Skye was delivered to Cottonwoods with a blood alcohol level of 0.29, which is a hair from unconscious. At the time it felt like the only way she could cross that boundary from the world she knew to what had to be. Today she’s walking out purely under the power of her plain self, with the help of her so-called Higher Power. She will not drink. She will not take so much as an aspirin.
So
One Day at a Time
says.
Skye had this idea that rehab would restore her to the girl she was at seventeen, but that person was
vamanos
, gone, as out of reach as Shiprock. After the morning hike one day, she started walking toward Shiprock, just to see the mountain closer up, but the path was like running in a dream. No number of steps seemed to close the distance between that mountain and her. Once upon a time, she was Sara Kay Sampson, the smartest girl in the class. While the rest of the kids went to parties, got drunk, and hooked up, Skye took the long view—veterinary school—and earned all A’s, maintaining perfect attendance. Other than riding horses, she didn’t mingle or make friends. There would be plenty of time for partying after college.
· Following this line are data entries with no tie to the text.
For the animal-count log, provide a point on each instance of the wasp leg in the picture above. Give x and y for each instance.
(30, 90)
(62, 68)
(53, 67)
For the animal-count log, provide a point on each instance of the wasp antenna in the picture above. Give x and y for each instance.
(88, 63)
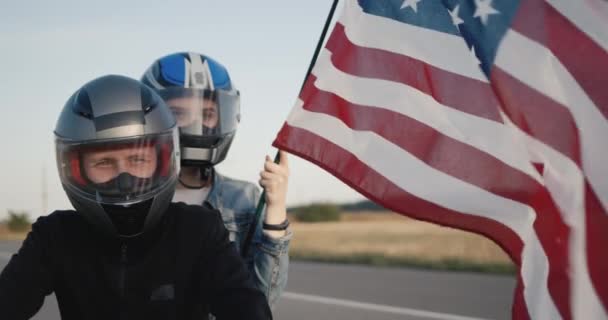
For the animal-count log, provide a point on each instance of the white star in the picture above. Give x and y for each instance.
(410, 3)
(484, 10)
(455, 18)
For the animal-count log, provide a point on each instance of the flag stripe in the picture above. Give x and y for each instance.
(531, 110)
(471, 166)
(405, 100)
(474, 97)
(565, 181)
(597, 242)
(535, 270)
(581, 56)
(590, 17)
(398, 107)
(445, 51)
(563, 89)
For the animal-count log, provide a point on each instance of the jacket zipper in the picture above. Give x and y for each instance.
(123, 269)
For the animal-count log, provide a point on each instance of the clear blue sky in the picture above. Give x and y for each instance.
(51, 48)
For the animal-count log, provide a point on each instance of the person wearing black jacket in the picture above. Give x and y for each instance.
(126, 252)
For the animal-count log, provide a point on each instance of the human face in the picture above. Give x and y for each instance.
(104, 165)
(189, 111)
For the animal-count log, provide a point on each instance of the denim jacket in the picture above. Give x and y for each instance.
(268, 257)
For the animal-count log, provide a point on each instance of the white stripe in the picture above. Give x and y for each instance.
(441, 189)
(545, 73)
(564, 180)
(442, 50)
(374, 307)
(590, 16)
(403, 99)
(5, 255)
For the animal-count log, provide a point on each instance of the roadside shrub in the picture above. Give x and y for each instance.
(318, 212)
(18, 221)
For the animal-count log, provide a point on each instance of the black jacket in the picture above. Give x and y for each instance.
(184, 269)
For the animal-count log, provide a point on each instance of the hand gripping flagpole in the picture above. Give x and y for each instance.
(262, 200)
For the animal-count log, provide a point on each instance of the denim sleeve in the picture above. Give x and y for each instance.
(270, 262)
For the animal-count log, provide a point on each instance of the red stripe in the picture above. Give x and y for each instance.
(519, 310)
(597, 243)
(465, 163)
(376, 187)
(537, 115)
(450, 89)
(583, 57)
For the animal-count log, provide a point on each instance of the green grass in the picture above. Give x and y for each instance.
(409, 262)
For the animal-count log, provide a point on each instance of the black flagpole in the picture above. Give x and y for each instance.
(262, 201)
On her application essay to Stanford, she listed all her hard-earned accomplishments: 4.5 GPA. Captain of the debate team. Add in her 13.8-second barrel race win in girls twelve and under, Miss Colorado Rodeo Queen, junior counselor at YWCA horse camp. They couldn’t say no. They said yes.
Right before her seventeenth birthday, she met Rocky.
Pre-Rocky, Sara loved only her leopard Appaloosa gelding, Lightning, the spotted horse she had trained from a colt. Maybe Lightning was her first addiction, when her dad left. The intoxicating smell of horse sweat, learning to trick ride—moves like spin-the-horn and the hippodrome—breaking records fearlessly. She couldn’t get enough of the thrill. As a child her heart was big enough to hold only two men, her gelding and her dad. For a while after Dad bailed, the horse filled the void. Then Mama began marrying whatever man could keep her in style. The first one was the nicest, Klaus Krieger. He loved how smart Sara was and gave her a hundred-dollar bill for every A she brought home. He was stunned at his luck marrying Mama. When he died it hurt so much that Sara took one of the painkillers Lightning needed when he came up lame, just to see if it might erase the heartache. She was amazed at how well bute canceled the pain. Funny jokes became fall-down hilarious. Getting bucked off was nothing. Sara figured that was the moment she turned into a substance abuser, when that numbing blur became the goal.